Bu gece çok soğuk yedim, oysaki
Ne taşa oturdum, ne alkol aldım.
Bu gece vapura bindim,
Tek gidişli biletim vardı, sonrası olduğum yerde kalmak umutsuzluğundaydım.
Birkaç insan gördüm gözleri parlayan,
Kulaklarını müziklerine tıkamışlar,
Dudakları zihinlerini dile getirdiği vakitlerde.
Çay çekti canım,
Üç kuruşum vardı bir sıcak çay için.
Aldım, içtim. Sonra
Denize baktım,
Martıların geceyi selamlamasına şahit oldum,
Ceplerimi araladım ekmek kırıntıları var mı diye,
Olmamasına hayıflandım tıpkı martılar gibi.
Sonrası küstüm kendime, üç kuruşa ekmek alaydım diye.
Bir kadın vardı uzaklarda, adamın elinde darbukası,
Oynayan kadının kalçasına çalıyordu, çıplak ayaklarına çalıyordu.

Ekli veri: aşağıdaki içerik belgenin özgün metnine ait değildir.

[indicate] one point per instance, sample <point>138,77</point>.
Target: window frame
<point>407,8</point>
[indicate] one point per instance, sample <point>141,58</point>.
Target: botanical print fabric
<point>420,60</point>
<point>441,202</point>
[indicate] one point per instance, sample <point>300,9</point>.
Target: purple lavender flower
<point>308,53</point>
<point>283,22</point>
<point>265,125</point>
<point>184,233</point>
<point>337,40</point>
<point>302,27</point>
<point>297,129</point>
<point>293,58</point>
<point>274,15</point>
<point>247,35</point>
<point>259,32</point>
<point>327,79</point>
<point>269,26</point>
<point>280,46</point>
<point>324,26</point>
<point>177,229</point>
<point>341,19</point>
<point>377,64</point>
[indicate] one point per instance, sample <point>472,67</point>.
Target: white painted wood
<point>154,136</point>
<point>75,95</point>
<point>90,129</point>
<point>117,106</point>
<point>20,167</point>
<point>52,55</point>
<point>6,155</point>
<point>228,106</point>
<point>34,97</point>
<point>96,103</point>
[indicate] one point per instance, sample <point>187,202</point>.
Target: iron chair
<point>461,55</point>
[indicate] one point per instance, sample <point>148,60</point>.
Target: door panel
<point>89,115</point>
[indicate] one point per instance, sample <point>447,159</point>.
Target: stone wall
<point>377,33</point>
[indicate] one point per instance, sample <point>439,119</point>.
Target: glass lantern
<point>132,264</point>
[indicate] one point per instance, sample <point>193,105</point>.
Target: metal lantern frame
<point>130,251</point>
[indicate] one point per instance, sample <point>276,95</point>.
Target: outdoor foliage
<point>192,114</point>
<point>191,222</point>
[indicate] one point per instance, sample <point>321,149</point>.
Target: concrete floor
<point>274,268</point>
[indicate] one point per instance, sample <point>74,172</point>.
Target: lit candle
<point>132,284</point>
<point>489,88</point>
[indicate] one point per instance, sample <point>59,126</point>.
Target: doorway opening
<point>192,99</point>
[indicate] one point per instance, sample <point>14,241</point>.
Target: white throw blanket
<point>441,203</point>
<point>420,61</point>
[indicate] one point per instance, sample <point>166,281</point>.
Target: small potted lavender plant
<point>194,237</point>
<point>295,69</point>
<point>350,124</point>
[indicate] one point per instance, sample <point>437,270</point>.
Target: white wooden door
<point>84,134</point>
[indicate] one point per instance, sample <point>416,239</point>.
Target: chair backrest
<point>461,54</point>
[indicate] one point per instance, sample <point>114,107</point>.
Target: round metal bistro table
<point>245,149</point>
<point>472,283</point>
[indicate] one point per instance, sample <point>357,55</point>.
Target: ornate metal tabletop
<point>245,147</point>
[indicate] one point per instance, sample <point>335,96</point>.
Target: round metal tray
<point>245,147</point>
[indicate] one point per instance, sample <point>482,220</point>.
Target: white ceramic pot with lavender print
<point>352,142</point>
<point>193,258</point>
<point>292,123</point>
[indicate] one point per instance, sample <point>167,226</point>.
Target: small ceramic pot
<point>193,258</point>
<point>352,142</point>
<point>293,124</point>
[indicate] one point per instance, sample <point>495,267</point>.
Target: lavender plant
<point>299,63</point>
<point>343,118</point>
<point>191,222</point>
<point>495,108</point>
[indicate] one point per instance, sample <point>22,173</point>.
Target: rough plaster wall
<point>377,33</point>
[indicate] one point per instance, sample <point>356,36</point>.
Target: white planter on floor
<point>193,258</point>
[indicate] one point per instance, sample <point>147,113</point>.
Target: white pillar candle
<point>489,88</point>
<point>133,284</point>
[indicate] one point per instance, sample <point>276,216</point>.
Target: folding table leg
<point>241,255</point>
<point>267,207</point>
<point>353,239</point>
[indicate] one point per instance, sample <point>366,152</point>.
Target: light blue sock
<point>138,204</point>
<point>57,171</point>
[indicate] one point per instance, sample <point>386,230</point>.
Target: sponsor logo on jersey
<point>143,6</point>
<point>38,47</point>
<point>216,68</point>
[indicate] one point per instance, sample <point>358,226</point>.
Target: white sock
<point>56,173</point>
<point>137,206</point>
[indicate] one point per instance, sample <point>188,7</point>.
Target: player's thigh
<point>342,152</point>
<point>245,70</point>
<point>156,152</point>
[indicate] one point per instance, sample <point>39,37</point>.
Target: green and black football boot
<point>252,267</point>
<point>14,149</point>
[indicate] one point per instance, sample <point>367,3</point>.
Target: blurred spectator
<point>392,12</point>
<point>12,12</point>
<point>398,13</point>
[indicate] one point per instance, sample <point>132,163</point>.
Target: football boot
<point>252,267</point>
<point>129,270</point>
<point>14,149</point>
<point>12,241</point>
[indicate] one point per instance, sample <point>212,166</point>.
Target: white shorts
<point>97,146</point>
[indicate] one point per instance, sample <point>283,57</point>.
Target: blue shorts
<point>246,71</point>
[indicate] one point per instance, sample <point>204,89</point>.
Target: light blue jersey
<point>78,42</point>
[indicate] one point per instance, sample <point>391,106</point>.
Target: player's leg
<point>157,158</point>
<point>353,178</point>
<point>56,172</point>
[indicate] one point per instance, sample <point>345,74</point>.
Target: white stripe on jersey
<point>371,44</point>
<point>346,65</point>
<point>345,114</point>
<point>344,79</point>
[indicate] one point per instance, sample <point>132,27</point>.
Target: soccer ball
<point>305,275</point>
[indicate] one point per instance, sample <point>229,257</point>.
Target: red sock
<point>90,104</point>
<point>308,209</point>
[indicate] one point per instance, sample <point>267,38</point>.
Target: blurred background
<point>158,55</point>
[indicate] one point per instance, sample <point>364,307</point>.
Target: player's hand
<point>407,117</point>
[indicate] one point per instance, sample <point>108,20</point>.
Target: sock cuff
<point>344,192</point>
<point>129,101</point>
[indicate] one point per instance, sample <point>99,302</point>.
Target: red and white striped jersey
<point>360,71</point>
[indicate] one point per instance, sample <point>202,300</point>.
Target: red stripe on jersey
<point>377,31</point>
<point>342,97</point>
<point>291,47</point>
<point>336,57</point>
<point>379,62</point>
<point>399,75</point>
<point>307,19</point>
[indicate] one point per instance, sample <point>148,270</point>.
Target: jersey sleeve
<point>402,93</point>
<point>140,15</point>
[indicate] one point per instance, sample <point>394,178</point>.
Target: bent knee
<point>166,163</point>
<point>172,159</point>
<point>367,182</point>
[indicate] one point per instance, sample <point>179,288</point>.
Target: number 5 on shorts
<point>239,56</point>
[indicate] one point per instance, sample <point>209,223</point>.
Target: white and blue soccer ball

Birkaçı da ceplerinden bozukluklarını boşaltıyordu,
Bense yine hayıflandım üç kuruşumu çaya verdim diye.
Utandım, vapurun kıçına saklandım.
Tek başımaydım.
Arkamızda bıraktığımız ışıklı İstanbul’u seyrediyordum.
Dilek tutmalı tam da şuan da dedim,
İstanbul’un serin sularına akıtmalı dileği dedim,
Ceplerimi aradım üç kuruşuma hayıflandım.
Sonrası yaklaştık kıyıya,
İndim, korka korka titreyen bacaklarımla
Ellerim üşümüştü,
Geceye inat üşüyen ellerimle, rüzgar yemiş saçlarım vardı.
Sonrası,
Bu gece çok soğuk yedim,
Oysaki ne taşa oturmuştum, ne de alkol almıştım.